Dans ce scénario de l’institut, la croissance de la France souffrirait donc du ralentissement de la demande qui lui est adressée et qui pèserait sur les exportations. Et ce, dans une  période où les effets favorables de la dépréciation de l’euro devraient commencer à s’estomper. A l’opposé, l’investissement des entreprises devrait accélérer légèrement d’ici à mi-2011 et tirer profit des perspectives d’activité et de l’amélioration des perspectives d’activité et de meilleures conditions de financement.

La consommation des ménages poursuivait, elle aussi, son redressement, « avec un profil trimestriel marqué par les effets de la prime à la casse », qui en l’occurrence doit prendre fin à court terme. De plus, la situation toujours tendue du marché du travail, continuera de peser sur les salaires, au point qu’on peut d’ores et déjà tabler sur une
augmentation très modérée du pouvoir d’achat des Français en 2011, avec pour conséquence de très modestes dépenses des ménages.

L’emploi certes, n’interrompra pas sa lente progression. D
e 9,9 % début 2010, le taux de chômage continuera de régresser légèrement et devrait atteindre un palier de 9,5 % vers le milieu de l’année 2011. Les créations d’emploi dans le « privé » pourraient être de 50 000 sur les 6 premiers mois et globalement équivalents sur la 2° partie de l’année. Mais il convient de rappeler la spécificité du modèle français : « l’ajustement de l’emploi est resté modéré, au regard de la réalité de la dégradation économique en 2009 et le redémarrage observé depuis début 2010 est également meilleur que ne le laissaient supposer les comportements passés… La crainte est maintenant de savoir si le potentiel de rattrapage est encore conséquent ou s’il est à craindre qu’il faille encore attendre avant que ne se confirme  une « embellie » durable !

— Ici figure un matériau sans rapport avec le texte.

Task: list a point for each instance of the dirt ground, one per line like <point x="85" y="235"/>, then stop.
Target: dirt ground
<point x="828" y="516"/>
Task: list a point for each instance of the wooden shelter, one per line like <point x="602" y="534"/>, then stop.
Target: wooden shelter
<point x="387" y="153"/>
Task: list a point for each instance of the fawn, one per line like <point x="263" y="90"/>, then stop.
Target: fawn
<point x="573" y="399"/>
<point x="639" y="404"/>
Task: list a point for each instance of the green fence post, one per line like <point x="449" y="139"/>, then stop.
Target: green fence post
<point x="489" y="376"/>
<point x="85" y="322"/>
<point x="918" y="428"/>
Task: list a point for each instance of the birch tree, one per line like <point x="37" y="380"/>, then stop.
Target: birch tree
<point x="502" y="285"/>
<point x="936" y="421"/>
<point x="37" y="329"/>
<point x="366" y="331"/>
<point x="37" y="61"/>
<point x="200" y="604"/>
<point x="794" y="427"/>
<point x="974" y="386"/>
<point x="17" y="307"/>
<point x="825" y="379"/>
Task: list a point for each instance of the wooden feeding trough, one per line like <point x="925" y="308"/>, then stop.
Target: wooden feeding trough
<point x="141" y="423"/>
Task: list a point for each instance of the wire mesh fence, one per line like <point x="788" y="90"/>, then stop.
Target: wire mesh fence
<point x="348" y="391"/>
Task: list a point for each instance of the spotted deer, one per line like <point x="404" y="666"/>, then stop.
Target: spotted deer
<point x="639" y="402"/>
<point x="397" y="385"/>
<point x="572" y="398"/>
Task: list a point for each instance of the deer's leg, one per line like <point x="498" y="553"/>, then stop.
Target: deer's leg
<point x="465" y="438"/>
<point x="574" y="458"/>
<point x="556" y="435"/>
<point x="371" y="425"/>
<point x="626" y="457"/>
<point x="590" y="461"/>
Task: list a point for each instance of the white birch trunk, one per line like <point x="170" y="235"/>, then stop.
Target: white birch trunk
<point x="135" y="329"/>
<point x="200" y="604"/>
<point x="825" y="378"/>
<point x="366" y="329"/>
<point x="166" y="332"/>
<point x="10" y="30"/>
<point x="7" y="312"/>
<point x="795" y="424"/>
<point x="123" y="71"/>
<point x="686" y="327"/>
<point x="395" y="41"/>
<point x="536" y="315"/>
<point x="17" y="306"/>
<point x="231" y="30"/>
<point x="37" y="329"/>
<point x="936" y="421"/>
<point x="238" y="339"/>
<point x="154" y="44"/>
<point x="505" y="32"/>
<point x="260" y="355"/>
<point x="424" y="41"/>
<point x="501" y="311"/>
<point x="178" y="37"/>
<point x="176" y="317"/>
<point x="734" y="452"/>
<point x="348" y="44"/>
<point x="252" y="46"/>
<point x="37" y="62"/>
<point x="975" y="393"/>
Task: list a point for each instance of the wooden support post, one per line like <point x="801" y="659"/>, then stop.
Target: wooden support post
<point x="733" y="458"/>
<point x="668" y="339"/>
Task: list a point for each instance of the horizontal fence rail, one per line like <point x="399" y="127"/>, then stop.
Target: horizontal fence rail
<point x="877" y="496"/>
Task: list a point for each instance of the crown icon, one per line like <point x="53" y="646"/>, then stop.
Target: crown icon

Il ressort de ce tableau une amélioration des fondamentaux, mais la progression sera lente avant de se traduire dans les faits par une réelle amélioration du marché de l’emploi. Un facteur reste à prendre en compte pour poursuivre sur une note positive, qui est lié au contexte très spécifique de la France sur le plan démographique et va contribuer à créer un « appel d’air » sur le plan de l’emploi.
Ce n’est pas tant la croissance du PIB, que cette opportunité que constitue le « papy boom » qui va donner de l’air et dynamiser le marché de l’emploi !

Au-delà, un regain d’optimisme se fait sentir :
61% des entreprises disent avoir confiance dans l’avenir, contre 53% en 2009. En baisse de 152% en 2009 et de 5% en 2010, les intentions d’embauche sont de + 2% en cette fin 2010 et celles concernant les CDI seraient de + 6%. 35% des entreprises invoquent déjà la « pénurie de bons profils », loin devant les niveaux de rémunération. Dans ce contexte, la formation continue prend du galon et 69% des entreprises la jugent prioritaire contre 52% en 2009.

2011 sera encore une année de timide reprise, mais pour les DRH recrutements, formation et projets d’envergure sont de retour !…Des opportunités sont donc là, à saisir.